Un vertice sui doppi standard qualitativi degli alimenti e sulle pratiche commerciali sleali nell’UE si terrà a Bratislava tra poco più di un mese, secondo quanto concordato dai governi di Slovacchia e Repubblica Ceca in una riunione congiunta che si è svolta lunedì. Come ha dichiarato il premier slovacco Robert Fico, «A volte c’è bisogno di intraprendere azioni più gravi che semplicemente visitare la sede di Bruxelles e incontrare il presidente della Commissione europea Jean-Claude Juncker». Fico ha continuato dicendo che non si tratta solo di prodotti alimentari, ma anche di materiali da costruzione e prodotti farmaceutici, «e per noi la doppia qualità non è un problema legale, per noi è un problema politico serio, un problema di un duplice approccio nei confronti dei cittadini dell’UE: noi ci rifiutiamo di mangiare, bere e utilizzare prodotti di seconda classe rispetto ai prodotti in vendita in qualsiasi altro paese dell’Unione europea».

Bratislava e Praga hanno deciso di invitare al vertice di metà ottobre i commissari europei competenti, i rappresentanti delle commissioni interessate dei parlamenti nazionali e del Parlamento europeo, oltre alle istituzioni dei consumatori nazionali ed europee. Il primo ministro ceco Bohuslav Sobotka ritiene che la questione dei doppi standard negli alimentari è diventata ormai parte dell’agenda europea, e il vertice di Bratislava «può aiutarci a stare al passo con la soluzione di questa questione».

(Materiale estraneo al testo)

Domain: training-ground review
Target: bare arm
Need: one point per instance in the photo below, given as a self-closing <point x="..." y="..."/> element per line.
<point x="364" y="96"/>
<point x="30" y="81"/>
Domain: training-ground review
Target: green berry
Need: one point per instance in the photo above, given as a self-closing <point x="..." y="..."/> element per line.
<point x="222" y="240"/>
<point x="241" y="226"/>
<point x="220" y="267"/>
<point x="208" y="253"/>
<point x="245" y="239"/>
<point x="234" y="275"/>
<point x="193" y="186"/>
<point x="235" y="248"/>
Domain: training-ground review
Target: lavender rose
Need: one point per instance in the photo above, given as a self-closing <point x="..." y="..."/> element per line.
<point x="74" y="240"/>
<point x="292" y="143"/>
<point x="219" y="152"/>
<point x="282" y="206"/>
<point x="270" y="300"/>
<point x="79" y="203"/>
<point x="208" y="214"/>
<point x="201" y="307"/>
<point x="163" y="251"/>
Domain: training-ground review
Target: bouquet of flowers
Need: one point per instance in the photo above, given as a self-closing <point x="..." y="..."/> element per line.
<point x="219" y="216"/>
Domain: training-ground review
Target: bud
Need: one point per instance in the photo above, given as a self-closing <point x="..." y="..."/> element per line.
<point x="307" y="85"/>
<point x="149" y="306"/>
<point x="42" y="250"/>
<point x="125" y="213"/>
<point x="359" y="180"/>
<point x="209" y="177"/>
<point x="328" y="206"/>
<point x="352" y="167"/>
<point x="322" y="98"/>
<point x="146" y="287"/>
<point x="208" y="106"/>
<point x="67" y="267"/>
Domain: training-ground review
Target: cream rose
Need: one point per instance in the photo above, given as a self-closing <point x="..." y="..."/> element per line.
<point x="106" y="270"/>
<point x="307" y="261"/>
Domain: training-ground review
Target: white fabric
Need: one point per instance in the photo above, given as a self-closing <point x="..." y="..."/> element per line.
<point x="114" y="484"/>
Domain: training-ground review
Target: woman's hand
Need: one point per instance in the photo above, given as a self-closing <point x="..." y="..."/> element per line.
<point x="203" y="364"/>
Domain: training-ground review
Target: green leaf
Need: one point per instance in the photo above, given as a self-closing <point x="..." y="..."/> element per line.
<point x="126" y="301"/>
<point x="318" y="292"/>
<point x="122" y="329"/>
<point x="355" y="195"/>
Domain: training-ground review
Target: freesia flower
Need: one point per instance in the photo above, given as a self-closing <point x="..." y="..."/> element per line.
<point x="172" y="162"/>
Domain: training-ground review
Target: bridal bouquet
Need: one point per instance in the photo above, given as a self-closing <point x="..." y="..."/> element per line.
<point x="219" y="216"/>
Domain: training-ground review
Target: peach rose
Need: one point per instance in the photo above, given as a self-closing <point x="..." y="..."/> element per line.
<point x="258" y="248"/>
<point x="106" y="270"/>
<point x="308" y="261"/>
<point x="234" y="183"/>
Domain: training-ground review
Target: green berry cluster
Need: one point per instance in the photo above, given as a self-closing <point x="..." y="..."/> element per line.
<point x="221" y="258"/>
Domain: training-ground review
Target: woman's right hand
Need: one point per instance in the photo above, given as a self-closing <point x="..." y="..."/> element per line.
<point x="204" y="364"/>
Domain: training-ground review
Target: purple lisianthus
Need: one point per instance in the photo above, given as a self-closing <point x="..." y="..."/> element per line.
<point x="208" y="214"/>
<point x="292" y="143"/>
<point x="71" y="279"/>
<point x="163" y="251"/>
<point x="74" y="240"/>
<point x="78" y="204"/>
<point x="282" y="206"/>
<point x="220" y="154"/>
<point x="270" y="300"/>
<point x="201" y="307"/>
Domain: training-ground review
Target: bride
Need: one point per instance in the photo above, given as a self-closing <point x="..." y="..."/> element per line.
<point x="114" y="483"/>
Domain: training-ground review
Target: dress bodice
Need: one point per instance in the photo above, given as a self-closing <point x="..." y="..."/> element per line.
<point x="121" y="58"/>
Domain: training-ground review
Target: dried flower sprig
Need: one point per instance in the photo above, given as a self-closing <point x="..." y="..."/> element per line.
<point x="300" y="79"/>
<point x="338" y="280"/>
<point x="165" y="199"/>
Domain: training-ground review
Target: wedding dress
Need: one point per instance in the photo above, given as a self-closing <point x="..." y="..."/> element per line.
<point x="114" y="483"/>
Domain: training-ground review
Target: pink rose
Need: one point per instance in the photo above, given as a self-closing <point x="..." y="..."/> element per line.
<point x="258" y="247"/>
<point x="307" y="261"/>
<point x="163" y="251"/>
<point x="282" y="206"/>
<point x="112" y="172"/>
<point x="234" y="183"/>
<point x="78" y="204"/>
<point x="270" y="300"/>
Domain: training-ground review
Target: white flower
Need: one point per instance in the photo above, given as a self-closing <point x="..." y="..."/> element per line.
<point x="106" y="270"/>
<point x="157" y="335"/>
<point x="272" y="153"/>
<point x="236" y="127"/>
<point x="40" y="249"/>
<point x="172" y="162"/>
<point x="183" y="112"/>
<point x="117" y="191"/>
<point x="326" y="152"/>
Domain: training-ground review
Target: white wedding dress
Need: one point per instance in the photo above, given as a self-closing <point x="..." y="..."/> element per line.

Sono mesi che i paesi dell’Europa centro-orientale membri dell’Unione europea lamentano una discriminazione da parte delle multinazionali del food, che vendono nei negozi di questi paesi prodotti alimentari con ingredienti di qualità inferiore e minori quantità di agenti nutrienti rispetto agli stessi prodotti, con lo stesso marchio e packaging, che si trovano sugli scaffali dei supermercati nei paesi dell’Europa occidentale. Lo dimostrano diversi test eseguiti da enti incaricati dalle autorità alimentari nazionali di diversi paesi. La Slovacchia ha preso la leadership di questa protesta, assumendosi l’incarico di andare a discutere della questione per conto del gruppo di Visegrad con il presidente della Commissione UE Jean-Claude Juncker. I due si sono visti a fine luglio, e alle rimostranze sull’inazione di Bruxelles davanti all’evidenza, Juncker ha assicurato di voler agire prontamente con l’emissione di linee guida a livello europeo (attese forse per questo mese), dicendo che queste pratiche sono «assolutamente inaccettabili». Fico si era spinto a minacciare il blocco delle importazioni di alimentari europei in Slovacchia se la Commissione non avesse dato un segnale forte di interesse a risolvere un problema contestato da un gruppo di paesi che rappresentano quasi ottanta milioni di cittadini europei.